LLM Evolution Timeline

[Aug 2025]

2001 (published 2003): Bengio et al. introduce the neural probabilistic language model, jointly learning distributed word vectors and a feed-forward predictor as a smoother alternative to n-grams.
2005: Morin and Bengio propose tree-based factorization (hierarchical softmax) to reduce the computational cost of normalizing over large vocabularies.
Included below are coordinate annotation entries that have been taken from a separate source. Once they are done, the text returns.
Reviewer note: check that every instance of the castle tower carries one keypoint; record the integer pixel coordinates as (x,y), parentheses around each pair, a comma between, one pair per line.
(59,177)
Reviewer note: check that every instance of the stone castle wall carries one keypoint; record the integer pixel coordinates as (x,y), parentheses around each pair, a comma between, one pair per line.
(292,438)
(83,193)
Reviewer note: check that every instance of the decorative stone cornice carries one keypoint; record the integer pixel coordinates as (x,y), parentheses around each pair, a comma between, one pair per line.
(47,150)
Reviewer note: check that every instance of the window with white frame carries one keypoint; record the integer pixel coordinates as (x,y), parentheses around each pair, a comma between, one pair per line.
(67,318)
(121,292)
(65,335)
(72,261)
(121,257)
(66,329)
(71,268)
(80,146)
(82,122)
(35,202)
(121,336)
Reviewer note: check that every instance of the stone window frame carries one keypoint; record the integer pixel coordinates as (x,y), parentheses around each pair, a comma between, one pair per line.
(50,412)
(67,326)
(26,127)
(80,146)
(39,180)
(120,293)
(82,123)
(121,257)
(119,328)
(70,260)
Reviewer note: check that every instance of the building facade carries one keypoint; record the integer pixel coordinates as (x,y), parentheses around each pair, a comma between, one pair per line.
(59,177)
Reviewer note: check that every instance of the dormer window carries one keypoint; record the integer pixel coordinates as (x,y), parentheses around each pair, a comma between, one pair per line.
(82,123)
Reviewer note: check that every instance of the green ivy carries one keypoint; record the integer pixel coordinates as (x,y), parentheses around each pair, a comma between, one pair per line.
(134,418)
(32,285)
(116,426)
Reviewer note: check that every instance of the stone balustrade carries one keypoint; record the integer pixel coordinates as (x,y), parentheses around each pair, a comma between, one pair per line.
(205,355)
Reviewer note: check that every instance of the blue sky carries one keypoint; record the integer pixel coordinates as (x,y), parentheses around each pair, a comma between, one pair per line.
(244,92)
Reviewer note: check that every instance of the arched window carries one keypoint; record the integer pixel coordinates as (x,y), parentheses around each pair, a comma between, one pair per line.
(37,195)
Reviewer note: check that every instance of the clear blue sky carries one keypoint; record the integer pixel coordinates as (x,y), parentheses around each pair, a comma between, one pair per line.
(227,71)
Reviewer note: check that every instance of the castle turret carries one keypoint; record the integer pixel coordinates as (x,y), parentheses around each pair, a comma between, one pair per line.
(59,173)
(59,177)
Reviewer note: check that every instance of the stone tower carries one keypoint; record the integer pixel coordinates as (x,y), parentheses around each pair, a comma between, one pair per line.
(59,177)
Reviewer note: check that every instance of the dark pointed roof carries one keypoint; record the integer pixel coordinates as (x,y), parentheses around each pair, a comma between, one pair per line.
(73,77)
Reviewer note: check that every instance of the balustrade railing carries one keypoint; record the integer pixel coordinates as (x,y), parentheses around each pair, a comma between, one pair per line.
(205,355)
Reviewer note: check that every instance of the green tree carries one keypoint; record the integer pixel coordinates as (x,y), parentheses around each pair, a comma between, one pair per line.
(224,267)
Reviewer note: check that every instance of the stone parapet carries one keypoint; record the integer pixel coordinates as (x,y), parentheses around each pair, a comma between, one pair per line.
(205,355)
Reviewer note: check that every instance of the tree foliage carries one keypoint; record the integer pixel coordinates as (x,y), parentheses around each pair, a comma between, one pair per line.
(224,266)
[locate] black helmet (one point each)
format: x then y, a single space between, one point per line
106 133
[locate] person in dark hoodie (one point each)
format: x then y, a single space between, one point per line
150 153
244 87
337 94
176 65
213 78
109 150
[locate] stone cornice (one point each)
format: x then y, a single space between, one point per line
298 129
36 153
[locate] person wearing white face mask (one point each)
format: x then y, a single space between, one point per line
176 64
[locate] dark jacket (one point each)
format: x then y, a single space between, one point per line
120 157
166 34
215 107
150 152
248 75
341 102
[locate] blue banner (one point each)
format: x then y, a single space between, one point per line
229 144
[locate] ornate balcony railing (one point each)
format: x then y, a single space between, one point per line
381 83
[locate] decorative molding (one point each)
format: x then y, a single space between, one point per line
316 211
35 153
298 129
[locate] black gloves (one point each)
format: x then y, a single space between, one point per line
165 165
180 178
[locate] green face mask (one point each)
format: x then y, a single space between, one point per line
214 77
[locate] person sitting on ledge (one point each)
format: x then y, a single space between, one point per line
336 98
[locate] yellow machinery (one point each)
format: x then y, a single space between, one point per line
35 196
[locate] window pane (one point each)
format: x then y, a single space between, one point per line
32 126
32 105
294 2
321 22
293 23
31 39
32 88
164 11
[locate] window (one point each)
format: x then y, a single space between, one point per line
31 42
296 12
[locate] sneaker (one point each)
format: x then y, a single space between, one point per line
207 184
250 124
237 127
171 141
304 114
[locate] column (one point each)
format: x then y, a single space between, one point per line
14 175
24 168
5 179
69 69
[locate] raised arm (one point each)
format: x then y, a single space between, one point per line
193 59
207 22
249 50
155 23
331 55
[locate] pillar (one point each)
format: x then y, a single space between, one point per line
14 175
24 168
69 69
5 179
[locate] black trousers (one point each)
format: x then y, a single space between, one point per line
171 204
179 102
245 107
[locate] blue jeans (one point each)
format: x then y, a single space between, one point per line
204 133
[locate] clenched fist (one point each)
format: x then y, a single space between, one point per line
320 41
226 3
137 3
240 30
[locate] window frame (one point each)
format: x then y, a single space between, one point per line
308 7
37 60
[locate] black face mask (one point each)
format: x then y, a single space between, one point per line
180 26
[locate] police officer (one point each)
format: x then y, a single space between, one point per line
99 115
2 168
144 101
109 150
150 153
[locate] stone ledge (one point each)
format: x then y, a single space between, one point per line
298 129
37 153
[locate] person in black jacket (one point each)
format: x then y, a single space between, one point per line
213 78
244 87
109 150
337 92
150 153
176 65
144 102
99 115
2006–2007: Unsupervised pretraining and renewed interest in deep architectures broaden feasibility for neural NLP, though datasets and models remain small by later standards.
2007–2009: Mnih and Hinton develop log-bilinear and hierarchical approaches that further improve scalability and training efficiency for neural language modeling.
2008: Collobert and Weston demonstrate a unified deep architecture with shared representations handling POS tagging, chunking, NER, and SRL within one framework.
2009: Increasing practicality of CUDA-class GPUs accelerates training and experimentation with neural models for language.
Late 2000s: Learned vectors are primarily internal, task-tied parameters rather than portable, stand-alone embeddings, setting the stage for the embedding-centric era of the 2010s.